Our analysis yielded 2 main findings. First, for all populations examined, the age disparity in STD rates was more pronounced for females than for males. Second, for all populations examined, the age disparity in STD rates decreased from 1981 to 2005. These findings are consistent with recent reports of the changes in age groups at highest risk of syphilis. For example, the highest P&S syphilis rates in men in 1990 were observed in 20- to 24-year-olds, whereas the highest rates in men in 2003 were observed in 35- to 39-year-olds.5
It is likely that numerous factors contributed to the declining age disparity in STD rates. For example, potential contributing factors might include: Increased resources for STD prevention activities,11–14 which are typically targeted towards higher-risk groups (such as younger adults); behavioral responses to the acquired immunodeficiency syndrome epidemic,15–17 which may have been more pronounced in younger persons18; improved diagnostic tests7,19,20 and their use in nontraditional venues21; changing social and sexual norms, such as views on premarital sex and divorce22–25; the impact of sexual enhancement aids such as Viagra (sildenafil citrate; Pfizer, NY, NY) on sexual behavior and STD risk, particularly among older adults26–28; more restrictive alcohol policies, particularly towards youth alcohol consumption (such as higher alcohol taxes, increased minimum legal drinking ages, and zero-tolerance driving laws)29–31; incarceration and its impact on the sex ratio of nonincarcerated persons32–36; and changes in acquired immunity in the population.37
This list of possible factors that may have influenced the distribution of STDs across ages is speculative, as the assessment of the potential impact of these factors on STD age RRs is beyond the scope of this report. Furthermore, this list of possible factors is not exhaustive, as many other factors not addressed may have contributed to the decline in the age disparity in STD rates over time.
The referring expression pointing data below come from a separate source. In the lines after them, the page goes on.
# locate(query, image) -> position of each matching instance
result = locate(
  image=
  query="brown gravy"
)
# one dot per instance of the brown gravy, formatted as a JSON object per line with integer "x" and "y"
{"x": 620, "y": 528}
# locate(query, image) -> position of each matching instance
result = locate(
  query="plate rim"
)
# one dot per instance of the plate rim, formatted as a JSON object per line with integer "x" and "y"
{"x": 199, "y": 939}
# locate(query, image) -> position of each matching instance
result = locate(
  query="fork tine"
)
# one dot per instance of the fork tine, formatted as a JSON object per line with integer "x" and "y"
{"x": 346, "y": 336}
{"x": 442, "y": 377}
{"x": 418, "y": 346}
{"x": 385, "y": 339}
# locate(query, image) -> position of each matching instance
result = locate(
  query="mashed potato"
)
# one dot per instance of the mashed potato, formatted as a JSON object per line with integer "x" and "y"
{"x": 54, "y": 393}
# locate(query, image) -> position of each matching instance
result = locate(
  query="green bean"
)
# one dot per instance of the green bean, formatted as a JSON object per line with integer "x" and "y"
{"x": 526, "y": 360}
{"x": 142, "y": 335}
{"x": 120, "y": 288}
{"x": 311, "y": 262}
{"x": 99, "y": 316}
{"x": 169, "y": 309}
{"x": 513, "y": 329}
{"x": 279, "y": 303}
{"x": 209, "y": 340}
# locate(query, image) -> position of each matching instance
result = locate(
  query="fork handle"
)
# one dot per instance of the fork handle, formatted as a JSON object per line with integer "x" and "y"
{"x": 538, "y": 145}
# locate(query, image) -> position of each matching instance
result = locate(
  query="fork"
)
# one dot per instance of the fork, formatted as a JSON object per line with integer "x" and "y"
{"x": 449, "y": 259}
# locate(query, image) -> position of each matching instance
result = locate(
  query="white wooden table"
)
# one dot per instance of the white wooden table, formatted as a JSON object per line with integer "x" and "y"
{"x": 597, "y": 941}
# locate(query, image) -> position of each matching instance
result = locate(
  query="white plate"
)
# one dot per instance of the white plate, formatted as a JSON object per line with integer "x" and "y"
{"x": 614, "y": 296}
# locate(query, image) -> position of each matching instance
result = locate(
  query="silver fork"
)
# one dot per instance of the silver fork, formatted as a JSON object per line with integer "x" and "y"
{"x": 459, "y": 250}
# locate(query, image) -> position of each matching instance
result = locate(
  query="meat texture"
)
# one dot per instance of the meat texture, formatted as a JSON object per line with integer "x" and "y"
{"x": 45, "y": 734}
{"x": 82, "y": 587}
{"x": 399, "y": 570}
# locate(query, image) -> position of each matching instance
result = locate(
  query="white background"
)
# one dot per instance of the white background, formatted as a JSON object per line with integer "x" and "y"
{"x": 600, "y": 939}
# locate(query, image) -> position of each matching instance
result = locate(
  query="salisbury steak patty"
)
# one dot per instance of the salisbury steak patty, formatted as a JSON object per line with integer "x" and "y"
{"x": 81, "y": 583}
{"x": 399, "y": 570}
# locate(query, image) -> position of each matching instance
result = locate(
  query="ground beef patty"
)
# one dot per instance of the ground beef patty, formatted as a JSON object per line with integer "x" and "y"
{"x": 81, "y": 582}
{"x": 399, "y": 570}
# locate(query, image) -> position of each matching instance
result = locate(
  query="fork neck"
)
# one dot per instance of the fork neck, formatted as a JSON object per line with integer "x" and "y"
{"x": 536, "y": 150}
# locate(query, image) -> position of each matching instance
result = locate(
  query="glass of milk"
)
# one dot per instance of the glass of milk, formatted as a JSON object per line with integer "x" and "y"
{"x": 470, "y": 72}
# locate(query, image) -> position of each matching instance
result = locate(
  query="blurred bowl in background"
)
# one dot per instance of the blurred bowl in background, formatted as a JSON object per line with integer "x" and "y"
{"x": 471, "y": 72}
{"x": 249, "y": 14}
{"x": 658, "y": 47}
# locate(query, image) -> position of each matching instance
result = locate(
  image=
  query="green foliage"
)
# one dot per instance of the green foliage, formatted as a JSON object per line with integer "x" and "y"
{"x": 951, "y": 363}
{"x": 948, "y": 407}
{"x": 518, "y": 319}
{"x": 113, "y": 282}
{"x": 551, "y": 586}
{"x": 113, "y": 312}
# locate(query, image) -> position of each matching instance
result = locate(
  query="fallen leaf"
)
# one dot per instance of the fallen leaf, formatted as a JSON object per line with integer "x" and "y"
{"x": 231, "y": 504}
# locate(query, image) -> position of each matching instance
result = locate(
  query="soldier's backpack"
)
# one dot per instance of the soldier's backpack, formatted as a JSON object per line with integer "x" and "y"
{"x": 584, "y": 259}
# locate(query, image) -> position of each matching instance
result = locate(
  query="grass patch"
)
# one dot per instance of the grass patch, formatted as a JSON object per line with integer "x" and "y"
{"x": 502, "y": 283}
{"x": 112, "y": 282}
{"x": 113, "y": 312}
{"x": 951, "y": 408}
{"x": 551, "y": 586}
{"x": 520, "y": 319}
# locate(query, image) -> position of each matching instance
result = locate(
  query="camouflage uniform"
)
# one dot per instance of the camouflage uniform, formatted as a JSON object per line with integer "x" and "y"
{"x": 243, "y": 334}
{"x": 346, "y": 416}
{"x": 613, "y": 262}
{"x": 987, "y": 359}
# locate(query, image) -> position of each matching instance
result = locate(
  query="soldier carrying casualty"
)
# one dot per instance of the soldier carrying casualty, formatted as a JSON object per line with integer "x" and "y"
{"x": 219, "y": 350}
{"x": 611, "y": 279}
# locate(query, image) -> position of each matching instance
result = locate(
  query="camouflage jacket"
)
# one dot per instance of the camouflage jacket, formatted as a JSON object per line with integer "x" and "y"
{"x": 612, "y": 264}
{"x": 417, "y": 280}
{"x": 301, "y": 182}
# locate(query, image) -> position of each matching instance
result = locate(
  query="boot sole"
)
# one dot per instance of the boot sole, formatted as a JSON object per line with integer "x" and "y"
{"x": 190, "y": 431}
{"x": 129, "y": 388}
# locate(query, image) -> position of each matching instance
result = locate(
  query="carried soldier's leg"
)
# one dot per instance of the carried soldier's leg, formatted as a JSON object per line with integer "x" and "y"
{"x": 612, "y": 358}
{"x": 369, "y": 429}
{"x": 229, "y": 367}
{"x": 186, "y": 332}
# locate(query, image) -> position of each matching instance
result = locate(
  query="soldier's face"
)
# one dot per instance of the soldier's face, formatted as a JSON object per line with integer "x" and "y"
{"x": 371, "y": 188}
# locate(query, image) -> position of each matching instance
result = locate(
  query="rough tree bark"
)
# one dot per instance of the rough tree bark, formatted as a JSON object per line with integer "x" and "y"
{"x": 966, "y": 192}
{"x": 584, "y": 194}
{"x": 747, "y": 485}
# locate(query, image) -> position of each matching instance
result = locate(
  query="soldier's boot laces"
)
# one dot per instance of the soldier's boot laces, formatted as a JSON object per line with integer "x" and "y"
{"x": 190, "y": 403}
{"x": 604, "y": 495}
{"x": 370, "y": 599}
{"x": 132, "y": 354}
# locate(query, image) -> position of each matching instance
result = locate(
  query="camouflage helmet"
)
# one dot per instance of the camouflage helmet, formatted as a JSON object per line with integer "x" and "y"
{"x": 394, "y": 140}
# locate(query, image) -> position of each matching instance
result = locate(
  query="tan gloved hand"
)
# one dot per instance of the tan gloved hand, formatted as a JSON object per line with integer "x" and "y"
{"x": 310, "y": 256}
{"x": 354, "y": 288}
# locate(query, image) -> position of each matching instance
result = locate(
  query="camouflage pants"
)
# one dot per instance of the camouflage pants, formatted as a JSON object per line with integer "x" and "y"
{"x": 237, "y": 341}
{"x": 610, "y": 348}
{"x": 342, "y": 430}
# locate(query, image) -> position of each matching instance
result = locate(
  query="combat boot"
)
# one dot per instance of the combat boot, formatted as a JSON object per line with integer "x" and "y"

Our analysis is subject to the usual limitations associated with historical STD surveillance data.1 For example, the degree to which STDs are underreported and the number of reported STD cases with missing, unknown, or invalid data for age may change over time.1 It is unlikely, however, that underreporting would influence our results unless there were substantial age-specific changes in the degree of underreporting or incomplete reporting during the years we examined.
In summary, the age disparity in syphilis and gonorrhea rates declined from 1981 to 2005, due to declining STD rates in younger persons as well as the lack of a comparable decline in STD rates in older persons. Future research is needed to clarify the main determinants of the relative decline in STD rates in younger persons and to inform programmatic responses to the changing age disparity in STD rates.